Os euros estão no título – e não é neste
Somos 230 deputados e, por vezes, a realidade está demasiado longe de nós. Principalmente quanto aos euros que não chegam a quem a eles se candidata, ou que não existem. Mas é meu dever trazer realidade a uma discussão que até agora temos permitido que seja abstrata. Vou tentar fazer uma cronologia - talvez a palavra certa seja necrologia - sobre o tempo que dista entre a promessa de um euro e a respetiva entrada na conta de uma empresa.
Fase zero: neste passo, o governo faz uma conferência de imprensa, anuncia um conjunto de novos programas, explica que os concursos chegarão em breve e os jornais fazem a notícia: "X milhões da Europa".
Vamos ao próximo passo. Sendo que entre o passo zero e um distam, normalmente, três a seis meses.
Fase um: lançam-se os concursos. São lançados através da publicação de avisos de abertura de concurso, populado por siglas que só burocratas do planeamento conseguem perceber.
Fase dois: interessado na promessa de um apoio, o empresário contrata um "tradutor", para entender o que realmente o governo quer anunciar: chamam-se consultoras. São estas que, na verdade, vão preencher um dossiê de candidatura com as palavras capazes de deleitar os técnicos do planeamento. Este trabalho não é de borla, e a promessa já começou a custar dinheiro.
Fase três: a saída dos resultados. Ninguém sabe quando saem. Ninguém. Tal como na justiça, ou na relação com a Autoridade Tributária, os prazos só contam para os cidadãos.
O Estado atrasa-se e nós entendemos: "os serviços não estão a ter capacidade para dar resposta".

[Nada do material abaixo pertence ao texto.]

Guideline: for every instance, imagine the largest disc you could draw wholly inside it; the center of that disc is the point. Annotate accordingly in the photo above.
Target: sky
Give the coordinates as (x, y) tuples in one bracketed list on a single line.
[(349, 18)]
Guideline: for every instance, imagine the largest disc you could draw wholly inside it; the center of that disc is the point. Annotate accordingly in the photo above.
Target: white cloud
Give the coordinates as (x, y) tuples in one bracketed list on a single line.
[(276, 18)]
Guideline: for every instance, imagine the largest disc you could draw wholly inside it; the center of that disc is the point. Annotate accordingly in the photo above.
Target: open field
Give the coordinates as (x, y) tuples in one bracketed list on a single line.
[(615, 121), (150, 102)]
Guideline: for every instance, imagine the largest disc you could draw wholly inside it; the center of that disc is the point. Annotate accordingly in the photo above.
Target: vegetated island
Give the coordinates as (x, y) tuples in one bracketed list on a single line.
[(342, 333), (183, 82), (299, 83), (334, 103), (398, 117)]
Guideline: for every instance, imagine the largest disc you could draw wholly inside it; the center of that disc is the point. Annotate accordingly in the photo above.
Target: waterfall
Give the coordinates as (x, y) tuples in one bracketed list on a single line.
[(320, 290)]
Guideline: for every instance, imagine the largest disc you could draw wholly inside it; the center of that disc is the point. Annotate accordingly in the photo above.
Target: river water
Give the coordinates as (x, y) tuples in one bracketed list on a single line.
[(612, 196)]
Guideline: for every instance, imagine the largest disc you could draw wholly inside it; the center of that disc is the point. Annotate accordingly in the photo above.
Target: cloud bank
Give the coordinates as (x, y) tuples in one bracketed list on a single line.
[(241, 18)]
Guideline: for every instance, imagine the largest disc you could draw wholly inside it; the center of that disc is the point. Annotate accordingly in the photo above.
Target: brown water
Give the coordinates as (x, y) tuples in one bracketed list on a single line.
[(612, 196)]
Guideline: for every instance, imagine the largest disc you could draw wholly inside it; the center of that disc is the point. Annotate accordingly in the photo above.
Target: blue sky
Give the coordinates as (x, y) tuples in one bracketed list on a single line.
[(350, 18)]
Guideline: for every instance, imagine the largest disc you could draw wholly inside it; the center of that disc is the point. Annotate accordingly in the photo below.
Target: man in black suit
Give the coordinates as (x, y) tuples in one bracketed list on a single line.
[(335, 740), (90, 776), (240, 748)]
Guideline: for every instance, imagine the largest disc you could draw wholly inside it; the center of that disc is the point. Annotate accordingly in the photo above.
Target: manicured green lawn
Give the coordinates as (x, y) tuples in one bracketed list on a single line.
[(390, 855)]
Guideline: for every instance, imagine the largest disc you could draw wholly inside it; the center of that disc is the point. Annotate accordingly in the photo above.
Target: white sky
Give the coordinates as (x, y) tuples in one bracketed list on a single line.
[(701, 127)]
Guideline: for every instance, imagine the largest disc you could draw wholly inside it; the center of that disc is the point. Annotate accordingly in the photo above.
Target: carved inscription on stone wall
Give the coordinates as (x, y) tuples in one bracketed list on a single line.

Esta fase tanto pode demorar seis, nove ou 12 meses.
Fase quatro: a candidatura foi aprovada. Chega a fatura da consultora. Agora sim, chegou a altura de investir. Contacta-se então, novamente, a consultora para que se possa fazer o primeiro pedido de pagamento. Submete-se e espera-se até que o primeiro euro possa chegar. Nesta fase, pode-se estar à espera dois a três meses.
Vamos a contas. Entre o título do jornal e a chegada do primeiro euro às empresas pode distar um ano a dois anos. Não é difícil perceber que as únicas instituições às quais isto não incomoda são também aquelas que recebem mais fundos europeus - o setor público.
E, agora, o caro leitor pergunta-se: quem são os vencedores e os vencidos desta batalha de papelada?
Do lado da vitória está o governo, "os planeadores" e as consultoras. Do lado dos vencidos estão os pequenos e médios empresários. Mas não faz mal, são poucos e os focus groups contratados pelo governo dizem que não são, eleitoralmente, relevantes para o PS.
Os euros não estão só no título do jornal, mas a vitória do PS está no papel, dos jornais, que na fase zero já nos anunciaram os milhões que aí vêm.
Já agora, reflita comigo: se até então só conseguimos executar cerca de metade do PT 2020, como vamos conseguir executar o PRR em tão menos tempo? Mais uma vez, isso pouco importa para o governo, pois os milhões já saíram no título e não é neste.